« EMBRUNMAN » OU LE REVE RÉALISÉ

Publié le par mairie d'Echenoz la Méline

Jacques Boucot s’est offert pour ses 50 ans le « Graal » du Triathlon

« Il faut compter environ trois mois pour récupérer d’une telle aventure ! »

 

Il vous le dit lui-même, il est un homme très ordinaire. « Un sportif moyen », ajoute-t-il avec une vraie modestie. Et pourtant, cet homme-là vient de s’octroyer la plus belle des victoires : boucler le 15 août dernier le triathlon d’Embrun, réputé le plus difficile au monde.

 

Il ajoute aussitôt : « Je ne l’ai pas fais seul, même si l’épreuve est individuelle ! ». José Luis, le complice et l’ami de toujours, a partagé la joie suprême de franchir la ligne d’arrivée de cette course mythique qui, sur presque mille participations, compte plus de deux cents abandons.

 

Que l’on ne saurait blâmer. Plonger au point du jour pour un périple de 3 km 800 dans les eaux du lac de Serre Ponçon, puis enfourcher la petite reine sur 188 km de routes de montagne et terminer par un double semi-marathon, drôle de cheval de bataille ! En sus pour cette édition 2009 une chaleur écrasante.

 

« Jacques et José au seuil de l’épreuve de natation : il est 6 h du matin ! »

 


« Je l’ai tenté l’an passé », avoue Jacques, qui fait partie du GTV 70 depuis sept ans et qui inscrit  Gray, Vouglans, Dijon, Belfort ou encore l’ardéchoise ou les 3 Ballons sur son carnet de courses.. Déçu par son abandon, il n’envisageait aucune récidive. C’est compter sans José : les deux hommes décident de s’offrir la réussite pour leurs cinquante ans. Et sans Dominique, la compagne, qui le seconde sans faille. « Pas si évident, sourit « l’embrunman mélinois », car des contraintes  se greffent autour de la préparation : les absences répétées pour entraînement, une diététique appropriée, un bouleversement dans les loisirs pour quelques mois… ». Mais Dominique, qui a réalisé  en 2001 la diagonale des Fous à la Réunion, peut comprendre son engagement. « C’est merveilleux de gagner sur soi-même, de se dire : je l’ai fait ! »

 

« Je cours depuis toujours, explique Jacques. Une moyenne de deux à trois fois par semaine.

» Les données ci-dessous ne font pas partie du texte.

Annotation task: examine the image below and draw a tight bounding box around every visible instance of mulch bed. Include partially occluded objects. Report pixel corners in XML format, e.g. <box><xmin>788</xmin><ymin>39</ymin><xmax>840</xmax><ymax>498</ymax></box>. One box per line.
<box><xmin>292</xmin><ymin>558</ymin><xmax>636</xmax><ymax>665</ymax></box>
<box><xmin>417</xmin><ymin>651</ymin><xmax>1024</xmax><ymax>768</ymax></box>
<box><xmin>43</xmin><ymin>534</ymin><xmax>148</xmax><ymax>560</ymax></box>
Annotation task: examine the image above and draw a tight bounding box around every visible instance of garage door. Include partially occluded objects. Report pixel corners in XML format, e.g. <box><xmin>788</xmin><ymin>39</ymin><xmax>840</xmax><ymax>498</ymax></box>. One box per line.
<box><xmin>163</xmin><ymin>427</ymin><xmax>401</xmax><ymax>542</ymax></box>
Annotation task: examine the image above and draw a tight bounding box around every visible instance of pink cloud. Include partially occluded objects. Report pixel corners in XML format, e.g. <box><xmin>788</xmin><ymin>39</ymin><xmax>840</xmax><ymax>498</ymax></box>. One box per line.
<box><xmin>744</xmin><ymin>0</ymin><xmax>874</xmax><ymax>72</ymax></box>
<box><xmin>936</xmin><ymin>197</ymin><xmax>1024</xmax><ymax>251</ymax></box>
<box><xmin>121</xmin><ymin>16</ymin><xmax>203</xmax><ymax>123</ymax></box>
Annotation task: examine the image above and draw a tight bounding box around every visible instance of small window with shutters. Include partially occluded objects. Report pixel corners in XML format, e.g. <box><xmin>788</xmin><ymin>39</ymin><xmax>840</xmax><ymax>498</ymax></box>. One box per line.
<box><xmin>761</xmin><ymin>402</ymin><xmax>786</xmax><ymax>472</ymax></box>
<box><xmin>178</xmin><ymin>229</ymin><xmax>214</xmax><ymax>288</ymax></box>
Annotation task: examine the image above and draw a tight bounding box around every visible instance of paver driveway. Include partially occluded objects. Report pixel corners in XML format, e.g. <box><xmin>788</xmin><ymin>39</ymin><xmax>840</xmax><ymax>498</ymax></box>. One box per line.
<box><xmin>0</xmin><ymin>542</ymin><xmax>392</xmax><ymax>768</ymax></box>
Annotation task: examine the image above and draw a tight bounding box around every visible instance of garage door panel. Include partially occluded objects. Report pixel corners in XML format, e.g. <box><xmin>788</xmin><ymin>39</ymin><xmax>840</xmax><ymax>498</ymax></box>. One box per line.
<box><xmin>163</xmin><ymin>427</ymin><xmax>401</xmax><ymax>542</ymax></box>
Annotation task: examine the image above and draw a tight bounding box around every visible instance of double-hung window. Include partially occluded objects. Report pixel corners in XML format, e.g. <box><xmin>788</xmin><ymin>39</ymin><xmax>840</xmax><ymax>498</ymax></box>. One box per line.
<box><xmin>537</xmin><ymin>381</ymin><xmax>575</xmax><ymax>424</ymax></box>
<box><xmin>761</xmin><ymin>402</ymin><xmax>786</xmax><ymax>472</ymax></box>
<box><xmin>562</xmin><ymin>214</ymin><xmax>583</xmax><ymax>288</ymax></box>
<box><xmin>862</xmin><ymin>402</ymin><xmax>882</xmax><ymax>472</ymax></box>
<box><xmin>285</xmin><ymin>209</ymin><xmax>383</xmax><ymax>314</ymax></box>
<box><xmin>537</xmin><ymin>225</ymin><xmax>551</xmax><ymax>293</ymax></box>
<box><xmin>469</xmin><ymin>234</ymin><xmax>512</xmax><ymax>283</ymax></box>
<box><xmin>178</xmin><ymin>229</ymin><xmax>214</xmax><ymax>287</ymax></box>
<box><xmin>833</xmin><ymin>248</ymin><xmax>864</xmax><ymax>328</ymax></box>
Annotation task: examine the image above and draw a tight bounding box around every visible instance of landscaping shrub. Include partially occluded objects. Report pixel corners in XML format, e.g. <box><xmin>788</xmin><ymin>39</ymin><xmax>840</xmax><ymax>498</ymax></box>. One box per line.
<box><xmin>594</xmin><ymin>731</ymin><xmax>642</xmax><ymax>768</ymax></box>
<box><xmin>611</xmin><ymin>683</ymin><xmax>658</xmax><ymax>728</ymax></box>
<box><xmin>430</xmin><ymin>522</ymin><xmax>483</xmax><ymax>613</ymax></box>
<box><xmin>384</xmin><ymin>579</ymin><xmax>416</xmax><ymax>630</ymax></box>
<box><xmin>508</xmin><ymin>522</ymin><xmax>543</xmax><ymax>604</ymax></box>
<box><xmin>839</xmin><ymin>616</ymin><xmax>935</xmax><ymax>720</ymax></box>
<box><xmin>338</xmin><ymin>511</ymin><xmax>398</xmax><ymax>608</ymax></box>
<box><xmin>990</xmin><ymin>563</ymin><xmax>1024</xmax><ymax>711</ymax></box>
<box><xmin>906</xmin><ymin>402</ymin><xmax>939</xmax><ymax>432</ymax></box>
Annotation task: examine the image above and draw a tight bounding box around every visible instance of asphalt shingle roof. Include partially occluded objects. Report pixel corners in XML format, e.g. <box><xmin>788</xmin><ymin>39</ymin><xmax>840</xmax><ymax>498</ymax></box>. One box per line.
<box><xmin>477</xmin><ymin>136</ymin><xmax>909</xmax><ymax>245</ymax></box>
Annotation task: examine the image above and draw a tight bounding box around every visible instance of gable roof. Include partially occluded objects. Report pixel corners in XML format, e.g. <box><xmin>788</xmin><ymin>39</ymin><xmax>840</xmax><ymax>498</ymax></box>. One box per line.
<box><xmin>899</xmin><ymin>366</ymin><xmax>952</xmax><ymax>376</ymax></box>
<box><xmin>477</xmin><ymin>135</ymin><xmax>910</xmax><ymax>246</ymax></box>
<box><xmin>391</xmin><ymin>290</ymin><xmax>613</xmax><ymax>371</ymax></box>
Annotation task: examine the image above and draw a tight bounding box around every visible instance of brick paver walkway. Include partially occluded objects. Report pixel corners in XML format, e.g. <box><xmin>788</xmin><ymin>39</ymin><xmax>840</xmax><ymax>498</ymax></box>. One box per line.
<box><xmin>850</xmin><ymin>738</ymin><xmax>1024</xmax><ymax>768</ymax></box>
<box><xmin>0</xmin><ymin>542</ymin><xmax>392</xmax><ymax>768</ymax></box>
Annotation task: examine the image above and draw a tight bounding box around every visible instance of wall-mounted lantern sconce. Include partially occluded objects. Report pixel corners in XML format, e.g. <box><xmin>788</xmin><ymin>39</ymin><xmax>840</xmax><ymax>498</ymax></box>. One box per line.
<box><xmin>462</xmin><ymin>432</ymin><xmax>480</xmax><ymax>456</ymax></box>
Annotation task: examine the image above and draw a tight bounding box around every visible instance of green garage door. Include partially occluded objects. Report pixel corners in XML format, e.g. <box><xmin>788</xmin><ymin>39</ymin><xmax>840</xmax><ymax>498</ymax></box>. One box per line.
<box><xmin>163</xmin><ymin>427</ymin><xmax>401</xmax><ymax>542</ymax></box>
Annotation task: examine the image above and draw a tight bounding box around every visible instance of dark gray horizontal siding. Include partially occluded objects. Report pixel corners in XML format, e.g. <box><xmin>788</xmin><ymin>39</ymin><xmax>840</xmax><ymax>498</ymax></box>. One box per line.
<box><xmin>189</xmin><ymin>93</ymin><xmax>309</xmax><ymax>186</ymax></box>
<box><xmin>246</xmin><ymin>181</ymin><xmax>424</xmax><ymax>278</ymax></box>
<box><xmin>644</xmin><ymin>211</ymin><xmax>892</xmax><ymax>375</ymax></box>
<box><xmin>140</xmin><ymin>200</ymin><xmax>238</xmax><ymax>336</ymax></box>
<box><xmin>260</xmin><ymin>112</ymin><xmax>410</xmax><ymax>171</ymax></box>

Je suis venu au triathlon suite à des blessures répétées. Paradoxal, mais le fait de multiplier les disciplines m’a permis de les éviter ». Moins à l’aise en natation, l’athlète, curieusement, ne ressent aucune appréhension le jour de l’épreuve. Le vélo est une seconde nature et Jacques confie préférer les reliefs, beaucoup plus passionnants. Avec 5000 mètres de dénivelé et le redoutable col de l’Isouard, ses préférences sont servies sur plateau !

 

José, entraînant ponctuellement les jeunes éléments du GTV 70, est le coach de ce duo sportif. L’entente est parfaite entre les deux hommes et l’arrivée de l’un, juste une heure avant l’autre, soudera encore ce parcours d’amitié : on peut se réjouir à fond, avec un troisième « Gauchnot », le formidable Hervé Gavoille terminant, lui, 43ème.

 

« Jacques et José, deux hommes heureux : ils l’ont fait ! »

 


Et que ressent-on sur la ligne d’arrivée ? « J’avais confiance à l’issue de l’épreuve cycliste, car je me savais bien dans les temps. Jamais je ne pourrais m’écrouler maintenant !». Une foule de  « vrais copains » sont là, venus partager ce moment exceptionnel Les derniers kilomètres, Jacques les court dans un rêve, celui qui déjà prend corps. Et enveloppe pour longtemps, car, sourit Dominique, « il est toujours dans sa bulle… ».